Sleep Apnea Surprises

I’ve been tired during the day for quite a while. Tired enough to take naps. Tired enough to have difficulty focusing and concentrating on creative tasks–like working on blog posts, short stories, articles for my quarterly web magazine and–most importantly, a novel.

It couldn’t be sleep apnea, despite the snoring that causes my wife to sleep with ear plugs. I didn’t want to have to use a CPAP device.  It must be metabolic or hormonal. Hypoglycemia maybe. Adrenal glands not working right. Side effects from prescription drugs.

So I went off statins last year without any beneficial effect–but my cholesterol went way back up. I’m back on the statin.

All the lab tests were normal at my most recent annual visit last week. All values were within appropriate ranges.

But my ophthalmologist said I appeared to have glaucoma–damage to the optic nerve reducing peripheral vision in one quadrant of one eye. That, despite my eye pressure being normal. He said I might have low night-time blood pressure OR sleep apnea.
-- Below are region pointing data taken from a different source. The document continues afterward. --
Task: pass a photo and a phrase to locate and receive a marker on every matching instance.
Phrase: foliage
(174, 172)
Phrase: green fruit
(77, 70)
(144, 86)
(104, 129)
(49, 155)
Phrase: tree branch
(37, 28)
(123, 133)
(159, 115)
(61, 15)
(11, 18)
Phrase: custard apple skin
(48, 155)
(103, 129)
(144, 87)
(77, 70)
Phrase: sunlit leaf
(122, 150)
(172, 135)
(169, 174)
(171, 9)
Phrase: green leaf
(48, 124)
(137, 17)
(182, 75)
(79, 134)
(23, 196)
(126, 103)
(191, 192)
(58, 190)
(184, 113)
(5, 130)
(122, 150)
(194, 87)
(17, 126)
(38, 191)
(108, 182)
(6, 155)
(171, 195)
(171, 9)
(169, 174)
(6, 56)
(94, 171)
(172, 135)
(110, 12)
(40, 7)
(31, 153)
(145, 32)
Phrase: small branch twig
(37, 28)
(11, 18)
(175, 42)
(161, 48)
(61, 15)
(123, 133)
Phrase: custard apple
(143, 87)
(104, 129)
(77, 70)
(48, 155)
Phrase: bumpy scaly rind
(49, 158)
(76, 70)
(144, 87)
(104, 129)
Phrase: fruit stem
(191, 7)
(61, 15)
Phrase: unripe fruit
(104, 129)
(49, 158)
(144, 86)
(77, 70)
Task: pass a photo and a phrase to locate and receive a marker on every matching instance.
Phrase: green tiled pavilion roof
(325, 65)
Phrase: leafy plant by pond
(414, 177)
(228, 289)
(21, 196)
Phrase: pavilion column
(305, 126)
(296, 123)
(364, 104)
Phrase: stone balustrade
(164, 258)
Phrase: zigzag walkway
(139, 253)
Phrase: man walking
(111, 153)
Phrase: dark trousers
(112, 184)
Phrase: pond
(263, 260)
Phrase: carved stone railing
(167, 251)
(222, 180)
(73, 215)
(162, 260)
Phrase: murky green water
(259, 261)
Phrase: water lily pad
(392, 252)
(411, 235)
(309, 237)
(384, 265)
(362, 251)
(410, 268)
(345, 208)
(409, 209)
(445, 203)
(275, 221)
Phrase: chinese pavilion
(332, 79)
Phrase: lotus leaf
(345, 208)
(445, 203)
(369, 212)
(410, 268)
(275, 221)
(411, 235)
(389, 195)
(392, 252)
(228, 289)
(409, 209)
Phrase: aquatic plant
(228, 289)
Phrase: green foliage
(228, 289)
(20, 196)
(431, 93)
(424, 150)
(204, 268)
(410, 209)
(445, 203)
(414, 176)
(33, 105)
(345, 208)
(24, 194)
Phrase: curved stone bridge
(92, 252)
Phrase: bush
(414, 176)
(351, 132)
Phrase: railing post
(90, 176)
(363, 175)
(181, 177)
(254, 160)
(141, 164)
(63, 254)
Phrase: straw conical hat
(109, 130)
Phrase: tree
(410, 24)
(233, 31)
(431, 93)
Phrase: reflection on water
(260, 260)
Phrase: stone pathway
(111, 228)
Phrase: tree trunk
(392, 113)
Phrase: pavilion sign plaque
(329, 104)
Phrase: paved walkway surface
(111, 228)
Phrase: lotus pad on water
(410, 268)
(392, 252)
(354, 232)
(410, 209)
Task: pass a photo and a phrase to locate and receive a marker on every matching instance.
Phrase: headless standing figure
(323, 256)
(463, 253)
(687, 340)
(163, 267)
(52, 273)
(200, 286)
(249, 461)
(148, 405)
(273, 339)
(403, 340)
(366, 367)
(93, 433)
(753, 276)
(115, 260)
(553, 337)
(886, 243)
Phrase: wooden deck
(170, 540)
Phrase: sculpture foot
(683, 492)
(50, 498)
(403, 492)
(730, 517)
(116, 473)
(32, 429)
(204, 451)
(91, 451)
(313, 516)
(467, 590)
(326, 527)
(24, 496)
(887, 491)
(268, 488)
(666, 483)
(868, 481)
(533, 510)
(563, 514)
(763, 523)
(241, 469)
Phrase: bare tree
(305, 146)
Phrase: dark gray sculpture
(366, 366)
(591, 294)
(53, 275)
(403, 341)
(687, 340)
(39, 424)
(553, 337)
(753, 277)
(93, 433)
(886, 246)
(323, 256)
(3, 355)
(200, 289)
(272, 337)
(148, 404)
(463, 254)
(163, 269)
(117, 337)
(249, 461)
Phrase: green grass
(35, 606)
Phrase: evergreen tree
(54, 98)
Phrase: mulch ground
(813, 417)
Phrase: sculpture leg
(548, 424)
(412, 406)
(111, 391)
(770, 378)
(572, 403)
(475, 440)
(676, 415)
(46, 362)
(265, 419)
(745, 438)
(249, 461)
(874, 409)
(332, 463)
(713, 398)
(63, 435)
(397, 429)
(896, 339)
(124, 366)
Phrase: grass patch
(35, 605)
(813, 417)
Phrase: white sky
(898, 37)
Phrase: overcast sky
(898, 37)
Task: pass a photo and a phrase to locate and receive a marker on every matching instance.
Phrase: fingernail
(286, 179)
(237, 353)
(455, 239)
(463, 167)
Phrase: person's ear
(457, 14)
Huh?  Yes, it turns out that the oxygen shortage caused by obstructive sleep apnea is associated with glaucoma. He referred me to a sleep study doctor.

Sure enough, a sleep study confirmed that I have severe sleep apnea. Bad enough to need not only a CPAP device but supplemental oxygen while I sleep. Thankfully, the oxygen doesn’t have to come from a bottle or tank but a concentrator. Unfortunately, that machine is the size of carry-on luggage and a lot noisier than the CPAP.  But it does have a 15-foot tube that means it doesn’t have to be next to my head.

The first night wasn’t that bad. The local supplier of the equipment and the doctor assured me that in a few weeks I would both become accustomed to the machines and–most importantly, would find myself alert and focused again.

If you have any inkling you might have sleep apnea, don’t put off testing. You could find yourself falling asleep at the wheel. You could find yourself with vision problems. You could also put yourself at a higher risk of heart problems or a stroke. Yes, it’s more of a problem for men, but women aren’t immune. If your spouse says you snore–take it as a clue. If you’re tired during the day after what you thought was a full night’s sleep, don’t ignore it and hope it’s something else.

Soon, I hope, I’ll be posting more stuff and making progress on the novel that I have promised to get out this fall. That will be a tough nut to crack, but I’m going to do it somehow.

6 thoughts on “Sleep Apnea Surprises”

  1. It’s amazing how one bodily function can affect so many others, and no wonder diagnosis is often difficult. So glad you’re back on track, John. Hugs…

  2. An important message for anyone who is a heavy snorer.. and the machine does sound a little Sc-fi… but if it helps you get back to blogging that is great… There is every reason to think that it is also associated with memory problems down the line so well worth putting up with it….

  3. Wow, don’t be fallin’ apart on me my friend. 🙂 Holy crap what a story! It’s like how my tiny red dot on my arm led to heart surgery. Amazing how all our parts are connected. And oh, if you’re on statins, please take COQMRB supplementation each day. Most doctors have started to advise that to their patients here finally, accepting naturopathic and alternative therapies. 🙂 And I hope you’ll feel like your old alert self soon with this therapy. 🙂 x

    1. I’ve got two guy friends who have been on the CPAP for years and swear by it (not at it ?). Tonight will be my 3rd episode so I expect I’ll get used to it after a bit and be all bushy tailed again!